Bangladesh took Islamic channel Peace TV off air Monday after its controversial preacher Zakir Naik’s provocative sermons were suspected to have inspired at least one assailant behind this month's attack on a cafe in Dhaka, according to reports.
The country's information ministry’s order comes a day after the Cabinet Committee on Law and Order decided to stop the telecast of the channel.
“Based on the cabinet committee’s decision, free-to-air TV channel Peace TV’s downlink permission has been cancelled for violating downlink conditions,” according to the ministry's order.
Information Minister Hasanul Haq Inu told online news outlet Bdnews24 that administrative steps would be taken against the network. “Peace TV is not consistent with Muslim society, the Quran, Sunnah, Hadith, Bangladesh’s Constitution, our culture, customs and rituals,” he said.
India-based Naik, who founded Peace TV, has come under the radar for his speeches that allegedly incite hate. While Naik has been banned in the United Kingdom and Canada over his radical views, broadcast of Peace TV is prohibited in Canada, China, India, the U.K. and the U.S.
Following the July 1 attack that killed 22 hostages at the upscale Holey Artisan Bakery, several reports alleged that Rohan Imtiaz, one of the gunmen, was heavily influenced by Naik’s speeches. Reports also said that Imtiaz made reference to one of Naik’s speeches in a post on Facebook last year.
However, Naik denied allegations that the attacker was inspired by his speeches. He also accused Bangladeshi media of sensationalism.

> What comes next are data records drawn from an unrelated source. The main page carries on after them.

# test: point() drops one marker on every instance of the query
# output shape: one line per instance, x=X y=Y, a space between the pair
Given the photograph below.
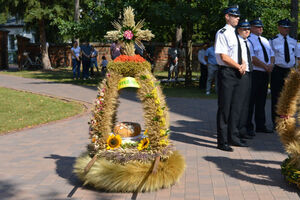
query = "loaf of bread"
x=127 y=129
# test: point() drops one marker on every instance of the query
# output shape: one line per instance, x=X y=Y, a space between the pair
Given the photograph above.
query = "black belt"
x=282 y=68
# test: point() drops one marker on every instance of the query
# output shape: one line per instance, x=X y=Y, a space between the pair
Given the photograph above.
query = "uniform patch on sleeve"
x=274 y=37
x=222 y=30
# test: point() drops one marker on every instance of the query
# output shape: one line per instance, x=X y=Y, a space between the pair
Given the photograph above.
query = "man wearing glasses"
x=263 y=61
x=232 y=68
x=285 y=51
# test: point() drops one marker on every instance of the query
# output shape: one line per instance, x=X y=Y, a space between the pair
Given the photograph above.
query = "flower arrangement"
x=117 y=167
x=124 y=58
x=114 y=141
x=287 y=128
x=127 y=34
x=144 y=143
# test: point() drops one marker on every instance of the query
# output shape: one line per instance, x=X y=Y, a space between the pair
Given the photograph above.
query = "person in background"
x=103 y=65
x=75 y=54
x=212 y=69
x=285 y=53
x=263 y=61
x=86 y=52
x=203 y=67
x=173 y=61
x=115 y=50
x=94 y=56
x=181 y=59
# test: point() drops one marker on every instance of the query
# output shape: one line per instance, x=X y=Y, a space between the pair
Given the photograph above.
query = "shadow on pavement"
x=64 y=168
x=253 y=171
x=7 y=189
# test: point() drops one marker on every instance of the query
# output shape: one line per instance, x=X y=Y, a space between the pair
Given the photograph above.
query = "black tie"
x=286 y=51
x=239 y=49
x=249 y=58
x=264 y=50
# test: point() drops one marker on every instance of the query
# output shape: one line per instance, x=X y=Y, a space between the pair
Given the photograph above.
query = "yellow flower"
x=159 y=112
x=162 y=122
x=164 y=142
x=114 y=141
x=157 y=101
x=154 y=93
x=144 y=143
x=162 y=132
x=146 y=132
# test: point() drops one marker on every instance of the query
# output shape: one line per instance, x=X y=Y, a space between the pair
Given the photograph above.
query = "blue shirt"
x=211 y=56
x=87 y=49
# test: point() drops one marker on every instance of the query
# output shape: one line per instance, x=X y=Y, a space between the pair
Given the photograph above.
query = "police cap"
x=284 y=23
x=243 y=24
x=232 y=10
x=256 y=22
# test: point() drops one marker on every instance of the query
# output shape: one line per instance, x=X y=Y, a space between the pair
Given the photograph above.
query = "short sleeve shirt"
x=226 y=43
x=211 y=57
x=76 y=51
x=277 y=44
x=257 y=49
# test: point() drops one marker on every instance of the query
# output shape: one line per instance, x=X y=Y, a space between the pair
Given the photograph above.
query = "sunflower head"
x=114 y=141
x=144 y=143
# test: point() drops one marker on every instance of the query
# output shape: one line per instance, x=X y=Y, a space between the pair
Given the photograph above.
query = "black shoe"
x=251 y=133
x=264 y=130
x=224 y=147
x=243 y=143
x=246 y=136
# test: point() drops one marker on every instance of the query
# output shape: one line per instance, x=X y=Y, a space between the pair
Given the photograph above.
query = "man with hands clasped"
x=263 y=61
x=228 y=50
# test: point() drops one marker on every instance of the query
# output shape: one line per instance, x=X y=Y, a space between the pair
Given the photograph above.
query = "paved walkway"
x=37 y=163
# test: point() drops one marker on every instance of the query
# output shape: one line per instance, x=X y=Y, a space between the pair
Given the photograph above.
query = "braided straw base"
x=133 y=176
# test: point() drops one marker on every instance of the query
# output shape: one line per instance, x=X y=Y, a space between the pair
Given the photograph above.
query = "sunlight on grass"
x=21 y=109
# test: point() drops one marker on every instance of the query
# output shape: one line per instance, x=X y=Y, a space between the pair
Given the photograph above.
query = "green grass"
x=60 y=75
x=64 y=75
x=22 y=109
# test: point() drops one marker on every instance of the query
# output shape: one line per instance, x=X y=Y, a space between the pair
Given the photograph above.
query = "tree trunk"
x=189 y=57
x=178 y=34
x=294 y=15
x=76 y=14
x=44 y=47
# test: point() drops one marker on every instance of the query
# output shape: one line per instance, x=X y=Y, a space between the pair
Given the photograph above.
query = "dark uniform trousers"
x=277 y=81
x=203 y=76
x=259 y=90
x=232 y=96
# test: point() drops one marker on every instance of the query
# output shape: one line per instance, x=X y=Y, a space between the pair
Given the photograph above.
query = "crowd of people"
x=245 y=61
x=86 y=55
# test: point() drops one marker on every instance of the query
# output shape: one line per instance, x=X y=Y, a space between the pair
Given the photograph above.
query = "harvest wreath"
x=116 y=162
x=289 y=132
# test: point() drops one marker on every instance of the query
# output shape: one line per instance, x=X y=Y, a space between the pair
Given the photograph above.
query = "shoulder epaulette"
x=274 y=37
x=222 y=30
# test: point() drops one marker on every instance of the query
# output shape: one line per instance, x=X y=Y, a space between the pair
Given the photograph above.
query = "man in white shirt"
x=286 y=52
x=263 y=61
x=231 y=70
x=203 y=66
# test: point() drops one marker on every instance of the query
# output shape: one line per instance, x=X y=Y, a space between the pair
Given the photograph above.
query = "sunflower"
x=144 y=143
x=164 y=142
x=114 y=141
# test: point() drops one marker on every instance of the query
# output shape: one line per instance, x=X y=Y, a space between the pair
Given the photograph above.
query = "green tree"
x=38 y=13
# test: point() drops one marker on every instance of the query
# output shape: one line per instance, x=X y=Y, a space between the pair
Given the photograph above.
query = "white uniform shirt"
x=201 y=55
x=244 y=51
x=226 y=43
x=277 y=44
x=257 y=50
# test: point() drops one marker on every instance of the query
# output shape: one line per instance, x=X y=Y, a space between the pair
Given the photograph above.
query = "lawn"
x=22 y=109
x=64 y=75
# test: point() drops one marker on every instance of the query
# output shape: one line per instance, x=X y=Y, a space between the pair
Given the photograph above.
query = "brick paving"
x=37 y=163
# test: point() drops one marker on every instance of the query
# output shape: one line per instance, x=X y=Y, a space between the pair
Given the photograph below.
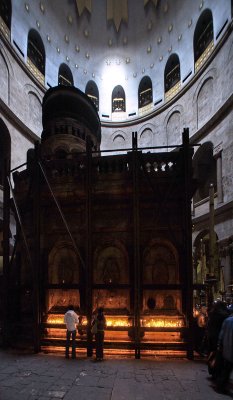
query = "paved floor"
x=52 y=377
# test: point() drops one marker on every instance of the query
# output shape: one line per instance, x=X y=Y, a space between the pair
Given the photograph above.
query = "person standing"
x=98 y=325
x=217 y=314
x=71 y=319
x=225 y=345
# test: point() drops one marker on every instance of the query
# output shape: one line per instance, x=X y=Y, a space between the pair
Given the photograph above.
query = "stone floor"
x=41 y=376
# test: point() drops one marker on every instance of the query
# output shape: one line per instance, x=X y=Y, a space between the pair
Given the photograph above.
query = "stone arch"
x=145 y=94
x=205 y=102
x=203 y=34
x=65 y=76
x=63 y=264
x=173 y=129
x=111 y=264
x=36 y=50
x=34 y=112
x=201 y=256
x=118 y=99
x=92 y=92
x=5 y=146
x=204 y=170
x=119 y=140
x=4 y=79
x=171 y=72
x=146 y=138
x=110 y=267
x=160 y=263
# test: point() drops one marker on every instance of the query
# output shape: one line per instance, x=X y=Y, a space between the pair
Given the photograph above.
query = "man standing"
x=71 y=319
x=225 y=345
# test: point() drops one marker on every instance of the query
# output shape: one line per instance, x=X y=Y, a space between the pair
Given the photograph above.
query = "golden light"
x=165 y=322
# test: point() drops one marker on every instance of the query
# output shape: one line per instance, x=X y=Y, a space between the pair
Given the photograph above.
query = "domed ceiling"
x=110 y=38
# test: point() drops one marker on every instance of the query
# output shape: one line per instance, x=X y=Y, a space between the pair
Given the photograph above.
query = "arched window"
x=65 y=76
x=5 y=13
x=118 y=99
x=204 y=166
x=172 y=73
x=145 y=92
x=36 y=53
x=5 y=146
x=93 y=93
x=203 y=41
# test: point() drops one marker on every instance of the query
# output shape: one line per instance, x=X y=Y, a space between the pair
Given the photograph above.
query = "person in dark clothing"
x=225 y=345
x=98 y=325
x=216 y=316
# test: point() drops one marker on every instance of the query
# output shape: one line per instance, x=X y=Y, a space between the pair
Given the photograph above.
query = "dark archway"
x=145 y=95
x=36 y=51
x=93 y=93
x=203 y=34
x=5 y=146
x=172 y=72
x=65 y=76
x=118 y=99
x=5 y=12
x=204 y=165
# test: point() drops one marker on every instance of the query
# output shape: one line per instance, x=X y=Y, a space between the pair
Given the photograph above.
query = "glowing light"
x=162 y=322
x=114 y=73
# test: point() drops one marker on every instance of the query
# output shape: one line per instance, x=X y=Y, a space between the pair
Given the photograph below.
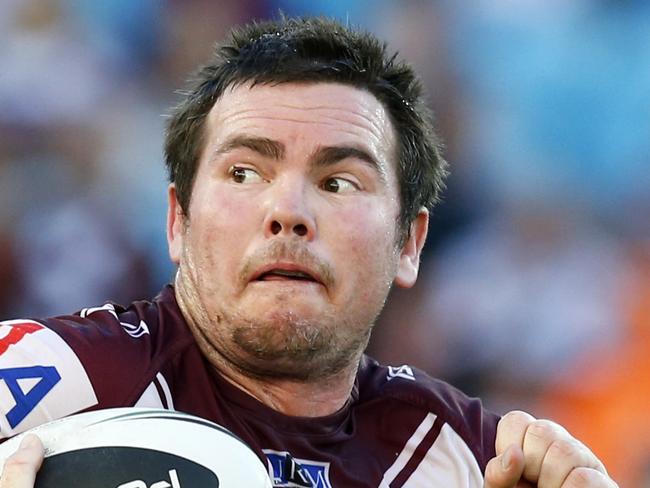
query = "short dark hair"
x=313 y=50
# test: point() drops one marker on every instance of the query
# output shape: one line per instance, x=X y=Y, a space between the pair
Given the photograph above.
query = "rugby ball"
x=142 y=448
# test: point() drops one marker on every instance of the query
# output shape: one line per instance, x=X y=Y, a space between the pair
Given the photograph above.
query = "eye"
x=244 y=175
x=339 y=185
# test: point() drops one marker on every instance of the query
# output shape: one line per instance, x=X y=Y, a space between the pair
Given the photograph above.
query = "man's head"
x=287 y=197
x=313 y=50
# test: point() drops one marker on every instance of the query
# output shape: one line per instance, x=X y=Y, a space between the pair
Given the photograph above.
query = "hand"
x=21 y=467
x=541 y=453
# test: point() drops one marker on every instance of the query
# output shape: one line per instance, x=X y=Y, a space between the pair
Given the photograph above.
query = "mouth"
x=285 y=273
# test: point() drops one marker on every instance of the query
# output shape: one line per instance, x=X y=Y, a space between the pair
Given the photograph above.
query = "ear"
x=175 y=225
x=409 y=261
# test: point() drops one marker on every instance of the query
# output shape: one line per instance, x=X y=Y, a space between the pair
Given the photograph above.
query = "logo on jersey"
x=287 y=471
x=41 y=378
x=134 y=331
x=405 y=372
x=29 y=384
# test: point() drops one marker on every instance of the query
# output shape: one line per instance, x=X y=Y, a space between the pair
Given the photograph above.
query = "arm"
x=532 y=452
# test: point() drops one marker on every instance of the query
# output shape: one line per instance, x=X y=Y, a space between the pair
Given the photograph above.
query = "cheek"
x=366 y=244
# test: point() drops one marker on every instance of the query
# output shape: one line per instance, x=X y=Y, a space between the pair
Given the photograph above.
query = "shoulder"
x=456 y=418
x=97 y=358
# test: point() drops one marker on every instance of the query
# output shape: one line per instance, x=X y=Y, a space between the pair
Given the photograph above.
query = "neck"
x=296 y=398
x=300 y=398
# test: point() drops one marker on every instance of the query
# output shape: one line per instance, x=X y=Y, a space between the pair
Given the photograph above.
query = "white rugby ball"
x=142 y=448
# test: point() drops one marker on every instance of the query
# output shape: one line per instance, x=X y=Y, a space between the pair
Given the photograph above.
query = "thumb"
x=506 y=469
x=20 y=468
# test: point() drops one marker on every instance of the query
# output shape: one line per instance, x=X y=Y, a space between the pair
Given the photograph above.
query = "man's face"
x=289 y=247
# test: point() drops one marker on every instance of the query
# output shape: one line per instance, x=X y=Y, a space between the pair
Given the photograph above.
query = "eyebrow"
x=329 y=155
x=322 y=156
x=261 y=145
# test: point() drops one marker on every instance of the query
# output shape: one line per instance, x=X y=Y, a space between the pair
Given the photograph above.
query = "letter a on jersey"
x=26 y=399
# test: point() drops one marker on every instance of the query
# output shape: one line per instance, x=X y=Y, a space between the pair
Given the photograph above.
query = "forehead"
x=311 y=113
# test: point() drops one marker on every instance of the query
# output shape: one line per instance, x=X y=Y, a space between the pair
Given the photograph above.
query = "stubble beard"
x=290 y=348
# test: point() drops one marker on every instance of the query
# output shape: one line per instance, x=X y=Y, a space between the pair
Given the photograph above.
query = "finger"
x=563 y=456
x=504 y=470
x=588 y=478
x=21 y=467
x=538 y=438
x=511 y=430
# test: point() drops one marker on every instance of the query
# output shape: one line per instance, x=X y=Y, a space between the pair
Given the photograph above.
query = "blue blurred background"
x=535 y=285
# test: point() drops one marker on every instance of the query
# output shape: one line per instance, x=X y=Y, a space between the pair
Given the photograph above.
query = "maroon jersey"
x=400 y=427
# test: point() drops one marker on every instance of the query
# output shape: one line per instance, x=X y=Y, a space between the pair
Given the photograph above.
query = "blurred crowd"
x=535 y=287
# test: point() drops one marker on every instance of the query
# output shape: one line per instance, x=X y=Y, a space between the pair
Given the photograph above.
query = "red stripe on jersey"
x=17 y=332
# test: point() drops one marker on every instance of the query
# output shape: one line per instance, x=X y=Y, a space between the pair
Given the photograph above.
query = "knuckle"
x=16 y=461
x=518 y=416
x=564 y=448
x=588 y=478
x=546 y=429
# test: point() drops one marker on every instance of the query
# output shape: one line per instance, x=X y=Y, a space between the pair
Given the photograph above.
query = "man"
x=302 y=163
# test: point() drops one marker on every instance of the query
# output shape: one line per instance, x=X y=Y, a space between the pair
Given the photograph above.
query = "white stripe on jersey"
x=165 y=387
x=449 y=462
x=151 y=398
x=407 y=452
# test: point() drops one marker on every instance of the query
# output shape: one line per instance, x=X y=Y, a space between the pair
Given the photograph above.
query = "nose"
x=288 y=213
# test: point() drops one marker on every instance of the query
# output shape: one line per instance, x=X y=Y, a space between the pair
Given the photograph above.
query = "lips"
x=285 y=272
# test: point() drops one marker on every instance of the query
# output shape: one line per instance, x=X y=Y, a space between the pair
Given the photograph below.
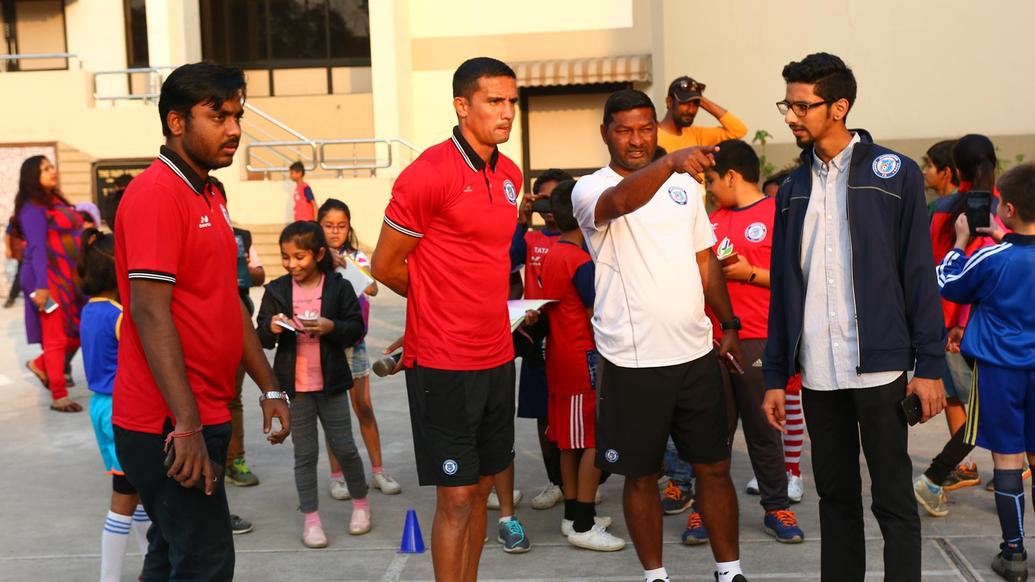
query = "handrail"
x=274 y=121
x=37 y=56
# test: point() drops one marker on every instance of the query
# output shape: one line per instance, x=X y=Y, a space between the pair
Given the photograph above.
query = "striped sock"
x=113 y=546
x=1010 y=506
x=141 y=523
x=795 y=436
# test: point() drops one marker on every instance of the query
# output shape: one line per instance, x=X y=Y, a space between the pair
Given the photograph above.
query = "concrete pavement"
x=55 y=498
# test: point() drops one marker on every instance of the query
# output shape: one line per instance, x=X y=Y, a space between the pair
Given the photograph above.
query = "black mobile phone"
x=978 y=209
x=912 y=408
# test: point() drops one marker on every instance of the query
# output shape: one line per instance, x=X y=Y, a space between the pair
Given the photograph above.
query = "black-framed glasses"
x=800 y=109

“I spoke to Bangladeshi government people. They told me that they do not believe I inspired this Bangladeshi terrorists to do this act of killing innocent people,” Naik said Saturday in a video, according to the Press Trust of India news agency.
“There are millions of fans of mine throughout the world. More than 50 percent Bangladeshis are my fans but to say that I inspired him to kill innocent human beings is devilish,” Naik added.